# ELL881 : Assignment 3

In this assignment, you will be building a named entity recognition (NER) model using a pre-trained BERT (Bidirectional Encoder Representations from Transformers) model. NER is a subtask of information extraction that involves identifying and classifying named entities in text into predefined categories such as person names, organization names, locations, and more.

Broadly the steps involved will be as follows:

1. **Data Preparation**: You will process the dataset given to you and tokenize it.
2. **Fine-Tuning BERT**: You will fine-tune a pre-trained BERT model for sequence classification using the training set. You will use the Hugging Face Transformers library to load the pre-trained BERT model and customize the final layers for NER. You will also define the loss function, optimizer, and learning rate scheduler.
3. **Model Evaluation**: You will evaluate the performance of the trained model using the test set on the accuracy metric. 

## Dataset description

In [2]:
import pandas as pd
df = pd.read_csv("ner.csv")
df.head()



Unnamed: 0,text,labels
0,Thousands of demonstrators have marched throug...,O O O O O O B-geo O O O O O B-geo O O O O O B-...
1,Iranian officials say they expect to get acces...,B-gpe O O O O O O O O O O O O O O B-tim O O O ...
2,Helicopter gunships Saturday pounded militant ...,O O B-tim O O O O O B-geo O O O O O B-org O O ...
3,They left after a tense hour-long standoff wit...,O O O O O O O O O O O
4,U.N. relief coordinator Jan Egeland said Sunda...,B-geo O O B-per I-per O B-tim O B-geo O B-gpe ...


The labels in this dataset are as follows:
* `geo` for geographical entity
* `org` for organization entity
* `per` for person entity
* `gpe` for geopolitical entity
* `tim` for time indicator entity
* `art` for artifact entity
* `eve` for event entity
* `nat` for natural phenomenon entity
* `O` is assigned if a word doesn’t belong to any entity.

The labels have also been tagged using the BIO scheme.
You can use the following code for getting the list of labels.

In [3]:
labels = [i.split() for i in df['labels'].values.tolist()]
unique_labels = set()
for lb in labels:
    [unique_labels.add(i) for i in lb if i not in unique_labels]

In [4]:
print(unique_labels)

{'O', 'I-nat', 'B-org', 'I-per', 'I-org', 'I-gpe', 'I-eve', 'B-nat', 'I-art', 'I-tim', 'B-art', 'B-per', 'B-tim', 'B-geo', 'B-gpe', 'B-eve', 'I-geo'}


In [10]:
# We split the data into train, validation and test sets (80-10-10 split)
import numpy as np
df_train, df_val, df_test = np.split(df.sample(frac=1, random_state=42),
                            [int(.8 * len(df)), int(.9 * len(df))])

## Model Building

In this assignment, you will be using a pretrained BERT model from HuggingFace (supplied in the `transformers` library).
This is a classification task hence the model that you should make use of `BertForTokenClassification` model.

You can train the model using GPU. You should ideally get the script ready on your system by taking a small subset of data and then train it completely using an online service such as Google Colab or Kaggle.

Further, the model expects the inputs to supplied in a particular format which you should be able to read online in the documentations and other resources like medium articles (read up on using BERT for NLP tasks in Pytorch and you will find a lot of resources online).
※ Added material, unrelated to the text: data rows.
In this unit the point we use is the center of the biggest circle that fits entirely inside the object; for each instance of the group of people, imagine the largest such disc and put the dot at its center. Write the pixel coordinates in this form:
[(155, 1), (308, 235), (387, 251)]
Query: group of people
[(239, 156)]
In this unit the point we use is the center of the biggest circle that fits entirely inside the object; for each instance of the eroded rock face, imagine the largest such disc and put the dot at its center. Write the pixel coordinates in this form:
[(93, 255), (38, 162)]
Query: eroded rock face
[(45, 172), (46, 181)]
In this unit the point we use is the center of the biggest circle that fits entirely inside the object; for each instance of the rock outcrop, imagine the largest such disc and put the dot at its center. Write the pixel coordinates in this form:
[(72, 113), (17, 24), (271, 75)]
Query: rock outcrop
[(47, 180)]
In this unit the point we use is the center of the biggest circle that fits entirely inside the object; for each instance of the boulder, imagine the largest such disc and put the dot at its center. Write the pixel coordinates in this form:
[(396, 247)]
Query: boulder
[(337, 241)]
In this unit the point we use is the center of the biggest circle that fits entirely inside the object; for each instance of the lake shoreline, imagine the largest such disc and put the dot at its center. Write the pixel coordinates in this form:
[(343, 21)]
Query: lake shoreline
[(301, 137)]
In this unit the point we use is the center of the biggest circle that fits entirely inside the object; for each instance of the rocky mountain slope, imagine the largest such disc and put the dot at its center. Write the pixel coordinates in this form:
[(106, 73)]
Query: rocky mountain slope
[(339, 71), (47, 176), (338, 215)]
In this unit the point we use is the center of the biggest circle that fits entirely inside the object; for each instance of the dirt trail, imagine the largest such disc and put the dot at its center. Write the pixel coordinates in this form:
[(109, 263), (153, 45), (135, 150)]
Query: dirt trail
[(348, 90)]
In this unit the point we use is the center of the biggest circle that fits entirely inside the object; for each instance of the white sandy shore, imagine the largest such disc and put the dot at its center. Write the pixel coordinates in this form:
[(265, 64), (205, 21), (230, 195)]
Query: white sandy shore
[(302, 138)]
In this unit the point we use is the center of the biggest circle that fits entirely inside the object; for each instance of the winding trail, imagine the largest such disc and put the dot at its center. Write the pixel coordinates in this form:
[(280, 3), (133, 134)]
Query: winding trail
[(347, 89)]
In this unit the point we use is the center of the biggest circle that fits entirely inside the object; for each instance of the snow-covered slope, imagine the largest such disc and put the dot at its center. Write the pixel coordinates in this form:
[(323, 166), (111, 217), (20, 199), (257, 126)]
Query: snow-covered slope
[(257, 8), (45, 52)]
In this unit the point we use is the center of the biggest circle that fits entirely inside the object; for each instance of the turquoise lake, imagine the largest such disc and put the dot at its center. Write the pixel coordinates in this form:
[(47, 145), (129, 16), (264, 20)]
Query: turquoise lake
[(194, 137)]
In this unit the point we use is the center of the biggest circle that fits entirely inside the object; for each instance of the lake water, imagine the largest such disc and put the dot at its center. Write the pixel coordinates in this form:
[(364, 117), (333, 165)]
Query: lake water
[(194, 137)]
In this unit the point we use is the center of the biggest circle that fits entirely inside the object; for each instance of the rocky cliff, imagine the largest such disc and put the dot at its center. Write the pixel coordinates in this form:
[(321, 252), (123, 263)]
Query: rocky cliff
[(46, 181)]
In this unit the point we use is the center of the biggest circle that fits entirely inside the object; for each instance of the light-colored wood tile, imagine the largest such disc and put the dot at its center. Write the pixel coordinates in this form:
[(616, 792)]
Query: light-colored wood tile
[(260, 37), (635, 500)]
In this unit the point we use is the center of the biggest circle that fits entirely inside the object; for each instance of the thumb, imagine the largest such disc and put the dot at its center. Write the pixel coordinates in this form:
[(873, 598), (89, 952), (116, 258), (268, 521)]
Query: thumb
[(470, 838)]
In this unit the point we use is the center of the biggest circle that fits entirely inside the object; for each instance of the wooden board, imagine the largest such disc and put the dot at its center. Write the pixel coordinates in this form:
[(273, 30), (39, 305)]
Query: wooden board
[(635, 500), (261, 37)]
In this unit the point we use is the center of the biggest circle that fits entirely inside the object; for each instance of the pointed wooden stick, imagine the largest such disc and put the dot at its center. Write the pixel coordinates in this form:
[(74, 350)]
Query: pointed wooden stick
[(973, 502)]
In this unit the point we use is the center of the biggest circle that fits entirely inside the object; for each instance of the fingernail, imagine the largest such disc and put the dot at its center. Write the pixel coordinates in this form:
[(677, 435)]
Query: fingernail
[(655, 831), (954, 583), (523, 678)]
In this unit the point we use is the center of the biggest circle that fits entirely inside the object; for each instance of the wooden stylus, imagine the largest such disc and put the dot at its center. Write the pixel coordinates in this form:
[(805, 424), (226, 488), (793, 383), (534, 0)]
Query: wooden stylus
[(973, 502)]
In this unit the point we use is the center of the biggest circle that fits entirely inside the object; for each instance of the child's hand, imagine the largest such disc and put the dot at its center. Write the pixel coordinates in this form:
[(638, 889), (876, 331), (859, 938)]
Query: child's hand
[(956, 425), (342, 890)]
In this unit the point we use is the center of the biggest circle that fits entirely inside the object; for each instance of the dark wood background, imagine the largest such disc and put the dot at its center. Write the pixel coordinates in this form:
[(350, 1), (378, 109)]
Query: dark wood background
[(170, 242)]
Additionally, for performing tokenization you should be using the tokenizer supplied in the transformers library. The imports for the same have been done in the code snippet below:

In [None]:
from transformers import BertTokenizerFast
from transformers import BertForTokenClassification

tokenizer = BertTokenizerFast.from_pretrained('bert-base-cased')
# Note how we are using the cased version of tokenizer here since the labels leverage the case information


class BertModel(torch.nn.Module):

    def __init__(self):
        super(BertModel, self).__init__()
        self.bert = BertForTokenClassification.from_pretrained('bert-base-cased', num_labels=len(unique_labels))

    def forward(self, input_id, mask, label):
        output = self.bert(input_ids=input_id, attention_mask=mask, labels=label, return_dict=False)
        return output


## Evaluation
For evaluating the performance of the model, you should make use of the `accuracy` metric. You should report the performance after removing the pads. Further, it would be better if you report the accuracy both with and without the "O" label.

Your final submission should include a report that describes your methodology, experimental results, analysis, and discussion, as well as the code used to train and test the model.

Good luck, and have fun exploring BERT!